Рустэм-бей благоговейно взял поднос; накатил незнакомый прилив эстетического наслаждения. Блюдо получилось даже лучше, чем во сне. По краю шла строка из Корана в непостижимой арабской вязи. В центре среди изогнутых листьев аканта расположились пять зверей. Орел с двумя головами, смотрящими в разные стороны. Два гуся стояли грудь в грудь и лапа в лапу; они запрокинули головы и все вокруг видели вверх ногами. Две одинаковые, невообразимо красивые и изящные антилопы с крыльями и вскинутыми хвостами стояли копыто в копыто и грудь в грудь. Наверное, они были сестрами-двойняшками от одной матки, но тоже, оглядываясь через плечо, смотрели не друг на друга, а в разные стороны.

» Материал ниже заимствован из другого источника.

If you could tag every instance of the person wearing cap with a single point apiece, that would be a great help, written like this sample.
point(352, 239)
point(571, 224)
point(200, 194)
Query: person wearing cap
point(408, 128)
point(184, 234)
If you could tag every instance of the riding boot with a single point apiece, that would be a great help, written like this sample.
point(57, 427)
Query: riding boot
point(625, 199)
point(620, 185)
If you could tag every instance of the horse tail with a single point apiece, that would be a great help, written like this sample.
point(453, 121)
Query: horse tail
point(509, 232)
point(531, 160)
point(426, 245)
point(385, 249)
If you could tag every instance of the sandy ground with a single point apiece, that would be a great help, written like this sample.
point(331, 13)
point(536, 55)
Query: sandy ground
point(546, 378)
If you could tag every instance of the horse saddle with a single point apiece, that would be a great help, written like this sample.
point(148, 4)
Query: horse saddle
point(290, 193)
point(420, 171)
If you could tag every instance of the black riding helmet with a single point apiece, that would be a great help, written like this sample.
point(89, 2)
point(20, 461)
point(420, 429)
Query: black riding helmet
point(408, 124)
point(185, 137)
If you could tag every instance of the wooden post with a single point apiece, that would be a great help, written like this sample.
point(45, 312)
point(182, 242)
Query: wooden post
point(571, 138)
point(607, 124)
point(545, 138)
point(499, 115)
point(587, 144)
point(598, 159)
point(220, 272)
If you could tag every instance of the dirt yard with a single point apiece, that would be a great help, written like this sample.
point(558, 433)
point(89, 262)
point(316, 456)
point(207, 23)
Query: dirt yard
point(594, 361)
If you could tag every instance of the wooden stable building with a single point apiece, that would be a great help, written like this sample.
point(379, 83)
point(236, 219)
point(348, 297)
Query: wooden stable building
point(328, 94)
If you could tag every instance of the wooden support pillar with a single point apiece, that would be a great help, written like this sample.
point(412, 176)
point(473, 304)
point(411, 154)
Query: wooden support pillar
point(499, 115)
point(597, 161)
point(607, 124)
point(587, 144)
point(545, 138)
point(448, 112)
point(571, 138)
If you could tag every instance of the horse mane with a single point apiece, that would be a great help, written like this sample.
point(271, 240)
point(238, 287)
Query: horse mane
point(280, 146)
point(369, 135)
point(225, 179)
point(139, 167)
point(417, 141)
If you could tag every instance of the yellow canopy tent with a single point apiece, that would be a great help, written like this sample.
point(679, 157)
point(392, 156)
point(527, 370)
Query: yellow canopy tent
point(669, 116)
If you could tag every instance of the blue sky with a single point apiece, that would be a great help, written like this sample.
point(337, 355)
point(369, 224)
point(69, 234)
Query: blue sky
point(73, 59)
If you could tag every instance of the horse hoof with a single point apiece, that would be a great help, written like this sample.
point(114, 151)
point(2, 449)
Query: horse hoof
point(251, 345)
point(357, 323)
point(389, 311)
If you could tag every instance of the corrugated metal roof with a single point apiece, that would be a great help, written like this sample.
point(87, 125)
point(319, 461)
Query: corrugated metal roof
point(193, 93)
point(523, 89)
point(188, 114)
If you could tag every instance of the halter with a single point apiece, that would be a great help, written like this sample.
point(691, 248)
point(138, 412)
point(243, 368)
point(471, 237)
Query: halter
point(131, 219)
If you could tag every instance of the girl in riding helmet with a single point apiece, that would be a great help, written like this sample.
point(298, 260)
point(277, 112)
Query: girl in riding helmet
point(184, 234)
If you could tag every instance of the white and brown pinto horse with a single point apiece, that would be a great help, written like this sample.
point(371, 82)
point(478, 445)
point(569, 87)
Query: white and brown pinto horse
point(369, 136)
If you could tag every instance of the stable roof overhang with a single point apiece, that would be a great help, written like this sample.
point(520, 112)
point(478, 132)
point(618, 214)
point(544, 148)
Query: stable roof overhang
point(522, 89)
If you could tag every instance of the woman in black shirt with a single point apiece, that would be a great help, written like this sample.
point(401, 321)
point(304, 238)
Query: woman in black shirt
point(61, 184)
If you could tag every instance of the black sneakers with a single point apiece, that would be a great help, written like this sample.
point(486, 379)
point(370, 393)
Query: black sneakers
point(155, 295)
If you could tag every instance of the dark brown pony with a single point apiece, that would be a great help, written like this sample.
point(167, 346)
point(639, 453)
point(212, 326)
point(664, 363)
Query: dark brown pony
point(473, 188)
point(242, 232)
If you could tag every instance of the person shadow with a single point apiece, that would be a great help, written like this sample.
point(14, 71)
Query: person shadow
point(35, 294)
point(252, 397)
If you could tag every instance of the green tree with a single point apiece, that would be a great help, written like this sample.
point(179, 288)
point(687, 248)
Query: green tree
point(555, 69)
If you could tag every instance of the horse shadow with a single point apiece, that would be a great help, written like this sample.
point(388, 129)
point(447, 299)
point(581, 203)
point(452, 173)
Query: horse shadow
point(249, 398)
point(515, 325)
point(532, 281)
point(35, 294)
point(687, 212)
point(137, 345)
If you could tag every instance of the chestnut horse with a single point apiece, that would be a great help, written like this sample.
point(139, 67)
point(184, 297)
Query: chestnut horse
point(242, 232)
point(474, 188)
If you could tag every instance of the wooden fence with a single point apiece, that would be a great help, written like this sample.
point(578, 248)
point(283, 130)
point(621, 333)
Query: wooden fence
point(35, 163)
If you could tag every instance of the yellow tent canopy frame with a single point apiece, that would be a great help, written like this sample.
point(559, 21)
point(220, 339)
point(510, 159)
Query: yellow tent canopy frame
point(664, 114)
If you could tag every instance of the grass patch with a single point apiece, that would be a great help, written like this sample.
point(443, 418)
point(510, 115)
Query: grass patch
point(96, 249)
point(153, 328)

6. Эпилог от письмописца Каратавука
Я вот сейчас напомнил себе о человеке, которого забывать не должен, поскольку обитаю в его бывшем доме. Семья спит, а я сижу с пером в левой руке над листом бумаги и думаю, как начать. Глядя на свет масляной лампы, я вдруг вспомнил Леонида-учителя, который учительствовал до ухода христиан. Его здесь не любили, но я-то подозреваю, что добро теплилось в его сердце, ибо во время войны он помог моим родителям — прочел письмо и написал ответ. И он знал, что это я подменяю его певчих птиц воробьями, но расправы не искал. Я вспомнил о нем, потому что он писал ночами. Сквозь ставни всегда пробивался свет. Никто не знает, что? Леонид писал, и мне не прочесть оставшиеся после него бумаги, но он слыл заговорщиком, который хочет, чтобы все наши земли стали греческими. Наверное, он уже умер, однако ему следует знать: все подобные планы закончились тем, что земли окончательно стали турецкими, но прежде всем нам пришлось пройти через моря крови. Для иллюстрации тщетности великих замыслов и больших идей мой отец Искандер сочинил бы поговорку, а мне вспоминается притча о человеке, которому Смерть послала известие: «Завтра вечером встретимся в Телмессосе». Человек бросился в Смирну, надеясь на счастливое избавление, но, проходя по армянскому кварталу, увидел, что навстречу идет Смерть, которая сказала: «Как удачно! Я собиралась увидеться с тобой в Телмессосе, но что-то помешало, и пришлось мне пойти сюда». Мораль: хотим, как лучше, но часто сами навлекаем на себя несчастье.
Я понимаю, что без Леонида-учителя не писал бы здесь, пока спит моя семья, потому что он обучил моего друга Мехметчика читать и писать, а тот научил меня. В мое время мусульманских мальчиков учили только читать наизусть первые строки Корана на арабском, вот и вся наша наука, и мы всегда попадали впросак, когда христиане хотели нас обжулить. Я допекал Мехметчика, пока он не сдался, и каждый день на холме, где жил Пес, друг учил меня, как Леонид обучал его: раздраженно ворчал и частенько угощал палкой, а я прутиком царапал слова в пыли. И сейчас улыбаюсь, вспоминая наши детские забавы — гоняли по скалам, дудели в свистульки, искали, на что интересненькое можно пописать. Я вот думаю: Мехметчик еще носит красное, если тогда спасся? Я берегу свистульки, понаделанные отцом, а он сохранил ту, что я дал ему на прощанье, перед тем как папаша меня искалечил?